The abstract data type (ADT) is used to define high-level features and operations for data structure, and is required before we dig down into details of implementation of data structure. For example, before implementing a linked list, it would be good to know what we want to do with the defined linked list, such as:
- I should be able to insert an item into the linked list
- I should be able to delete an item from the linked list
- I should be able to search an item in the linked list
- I should be able to see whether the linked list is empty or not
The defined ADT will then be utilized to define the implementation strategy. We will discuss ADT for different data structures in more detail later in this book. Before getting into definitions of ADT, it's important to understand data types and their characteristics, as they will be utilized to build an ecosystem for the data structures.

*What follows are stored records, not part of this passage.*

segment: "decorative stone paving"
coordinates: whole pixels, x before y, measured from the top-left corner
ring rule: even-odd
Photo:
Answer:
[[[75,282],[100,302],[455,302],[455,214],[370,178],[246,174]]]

Data type is a way to classify various types of data such as Boolean, integer, float, and string. To efficiently classify a dataset, the following characteristics are needed in any data type:
- Atomic: It should define a single concept
- Traceable: It should be able to map with the same data type
- Accurate: It should be unambiguous
- Clear and concise: It should be understandable
Data types can be classified into two types:
- Built-in data type
- Derived data type
Data types for which a language has built-in support are known as built-in data types. For example, R supports the following data types:
- Integers
- Float
- Boolean
- Character
Data types which are obtained by integrating the built-in data types with associated operations such as insertion, deletion, sorting, merging, and so on are referred to as derived data types, such as:
- List
- Array
- Stack
- Queue
Derived data types or data structures are studied on two components:
- Abstract data type or mathematical/logical models
- Programming implementation
ADT is the realization of a data type in software. In ADT, we usually look into high-level features and operations used by users for a data structure, but do not know how these features run in the background. For example, say a user using banking software with search functionality is searching for the transaction history of Mr. Smith, using the search feature of the software. The user does not have any idea about the operations performed, or the implementation details of the data structures. Thus, the behavior of ADT is managed by input and output only:
Figure 1.3: Framework for ADT
Thus, ADT does not know how the data type is implemented, as these details are hidden by the user and protected from outside access, a concept referred to as encapsulation. A data structure is the implementation part of ADT, which can be implemented in any programming language. ADT can be achieved by multiple implementation strategies, as shown in Figure 1.4:
Figure 1.4: Illustration of stack and queue implementation using array with integer data type
The abstraction provided by ADT helps to manage programming complexity. The ADT is also referred to as logical form, as it decides the type and operations required for implementation. The ADT is implemented by using a particular type of data structure. The data structure used to implement ADT is referred to as the physical form of data type, as it manages storage using the implementation subroutine.